I'm "fopening" an html-file containing a huge table that looks kinda like this:

<tr style='background-color: white;'>
    <td style='font-weight: bold;'>Value1</td>
    <td>Value2</td>
    <td style='text-align:left;'>Value3</td>
    <td style='text-align:left;'>Value4</td>
    <td class='small'>Value5</td>
    <td class='small'>Value6</td>
    <td></td>
    <td></td>
</tr>

But how do I collect the values from the table into an array?

bradgrafelman

Well, you can retrieve anything between <td></td> tags using [man]preg_match_all/man with this pattern:

$pattern = '@<td[^>]*>(.+?)</td>@s';

Note that if you want it to match <TD>, <tD>, etc., you ned to add the 'i' modifier at the end.

nocando

Ok, great thanks! 🙂
But I'm not sure how to do this (sorry), my screen only says 'Array' even though I am echoing it as an array:

<?php
$data = file_get_contents("http://www.mysite.com/");
$pattern = "@<td[^>]*>(.+?)</td>@s";
preg_match_all($pattern,$data,$match);
echo $match[0];
?>

Why is that?

bradgrafelman

Visit the manual page for [man]preg_match_all/man to learn how it fills the $match array.

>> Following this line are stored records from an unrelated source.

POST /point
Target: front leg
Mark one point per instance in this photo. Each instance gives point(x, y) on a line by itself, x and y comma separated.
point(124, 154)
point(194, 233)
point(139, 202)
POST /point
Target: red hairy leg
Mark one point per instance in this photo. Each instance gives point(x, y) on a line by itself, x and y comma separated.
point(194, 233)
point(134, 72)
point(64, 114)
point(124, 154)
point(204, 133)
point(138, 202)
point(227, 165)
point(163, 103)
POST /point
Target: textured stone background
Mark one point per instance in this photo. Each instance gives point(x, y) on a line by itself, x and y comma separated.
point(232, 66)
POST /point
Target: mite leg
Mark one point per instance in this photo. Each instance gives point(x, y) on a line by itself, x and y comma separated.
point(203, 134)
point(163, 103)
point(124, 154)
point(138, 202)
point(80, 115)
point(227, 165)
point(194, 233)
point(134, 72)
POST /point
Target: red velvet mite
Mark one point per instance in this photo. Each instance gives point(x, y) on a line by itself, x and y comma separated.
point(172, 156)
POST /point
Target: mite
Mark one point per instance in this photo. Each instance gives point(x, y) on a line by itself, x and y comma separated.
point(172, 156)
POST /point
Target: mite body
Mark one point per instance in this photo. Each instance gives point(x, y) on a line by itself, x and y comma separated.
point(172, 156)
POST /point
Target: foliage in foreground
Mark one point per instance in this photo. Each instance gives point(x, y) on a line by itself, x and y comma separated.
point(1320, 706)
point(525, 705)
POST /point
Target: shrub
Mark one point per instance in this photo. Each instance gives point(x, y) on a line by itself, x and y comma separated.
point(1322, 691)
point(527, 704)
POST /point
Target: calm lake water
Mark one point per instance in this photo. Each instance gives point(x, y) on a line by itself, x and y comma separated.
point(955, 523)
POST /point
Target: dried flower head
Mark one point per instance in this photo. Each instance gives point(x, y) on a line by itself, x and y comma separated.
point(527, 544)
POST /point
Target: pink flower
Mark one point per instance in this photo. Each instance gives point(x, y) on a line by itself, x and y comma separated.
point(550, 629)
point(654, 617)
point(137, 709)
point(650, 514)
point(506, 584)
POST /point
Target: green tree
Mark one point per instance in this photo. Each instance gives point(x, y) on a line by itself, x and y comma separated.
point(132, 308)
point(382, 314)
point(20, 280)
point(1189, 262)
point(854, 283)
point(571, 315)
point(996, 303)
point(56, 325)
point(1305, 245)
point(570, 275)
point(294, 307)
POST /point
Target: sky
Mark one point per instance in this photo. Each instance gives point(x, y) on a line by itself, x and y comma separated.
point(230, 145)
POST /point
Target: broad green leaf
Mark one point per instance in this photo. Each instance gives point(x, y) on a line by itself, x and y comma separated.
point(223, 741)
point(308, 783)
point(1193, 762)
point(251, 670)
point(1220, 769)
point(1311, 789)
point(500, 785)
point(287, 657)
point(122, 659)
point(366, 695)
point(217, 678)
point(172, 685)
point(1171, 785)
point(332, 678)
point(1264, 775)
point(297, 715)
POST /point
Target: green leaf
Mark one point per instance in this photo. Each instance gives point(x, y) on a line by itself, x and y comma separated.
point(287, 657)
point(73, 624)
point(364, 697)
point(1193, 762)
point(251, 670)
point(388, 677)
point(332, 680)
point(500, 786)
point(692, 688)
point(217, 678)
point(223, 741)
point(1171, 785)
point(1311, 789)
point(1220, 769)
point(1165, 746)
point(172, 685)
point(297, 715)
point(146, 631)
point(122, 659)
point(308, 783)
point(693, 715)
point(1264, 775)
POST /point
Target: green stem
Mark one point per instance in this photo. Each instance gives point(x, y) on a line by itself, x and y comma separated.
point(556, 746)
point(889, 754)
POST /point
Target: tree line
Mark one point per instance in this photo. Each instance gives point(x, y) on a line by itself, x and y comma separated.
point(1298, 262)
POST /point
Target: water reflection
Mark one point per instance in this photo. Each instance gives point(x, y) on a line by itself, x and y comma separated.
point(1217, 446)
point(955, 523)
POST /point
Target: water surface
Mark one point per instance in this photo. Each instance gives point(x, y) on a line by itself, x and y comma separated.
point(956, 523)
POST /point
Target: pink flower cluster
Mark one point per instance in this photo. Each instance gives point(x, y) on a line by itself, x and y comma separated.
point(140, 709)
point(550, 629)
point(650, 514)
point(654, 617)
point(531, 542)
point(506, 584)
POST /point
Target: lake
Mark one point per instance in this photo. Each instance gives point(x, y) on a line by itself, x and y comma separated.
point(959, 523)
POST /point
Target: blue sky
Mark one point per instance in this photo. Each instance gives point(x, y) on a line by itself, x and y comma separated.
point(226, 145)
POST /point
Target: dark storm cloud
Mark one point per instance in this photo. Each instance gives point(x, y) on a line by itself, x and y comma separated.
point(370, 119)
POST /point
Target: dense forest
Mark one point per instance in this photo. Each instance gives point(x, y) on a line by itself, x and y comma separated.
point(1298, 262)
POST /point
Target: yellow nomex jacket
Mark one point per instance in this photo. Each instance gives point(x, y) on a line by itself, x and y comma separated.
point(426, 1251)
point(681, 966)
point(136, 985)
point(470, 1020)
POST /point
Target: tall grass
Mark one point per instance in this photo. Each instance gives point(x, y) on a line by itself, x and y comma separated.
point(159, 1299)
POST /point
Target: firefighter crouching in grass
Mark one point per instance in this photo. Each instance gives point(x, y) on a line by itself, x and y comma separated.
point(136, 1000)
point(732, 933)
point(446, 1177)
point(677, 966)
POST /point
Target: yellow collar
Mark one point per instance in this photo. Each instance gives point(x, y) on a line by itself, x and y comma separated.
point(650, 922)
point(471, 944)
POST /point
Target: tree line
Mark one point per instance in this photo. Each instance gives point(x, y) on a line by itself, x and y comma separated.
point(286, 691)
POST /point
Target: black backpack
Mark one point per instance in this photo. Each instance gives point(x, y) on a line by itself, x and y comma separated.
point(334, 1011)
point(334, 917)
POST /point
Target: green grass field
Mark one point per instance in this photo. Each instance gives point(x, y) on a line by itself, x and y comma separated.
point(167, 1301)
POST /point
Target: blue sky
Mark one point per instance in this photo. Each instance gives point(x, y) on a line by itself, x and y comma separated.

To see the structure of $match, you could always do a [man]print_r/man on it.

nocando

Of course, thanks a bunch!
But when I echo the array, empty values (between <td> and </td>) seems to mess it up a bit. Whenever there's an empty value the closing td-tag and the next starting td-tag is included in the array. How do I get rid of the td-tags?

Edit. Sorry, I'm unnecessarily spamming this forum. I found it out myself.

bradgrafelman

So, did that resolve your issue? If so, don't forget to mark this thread resolved.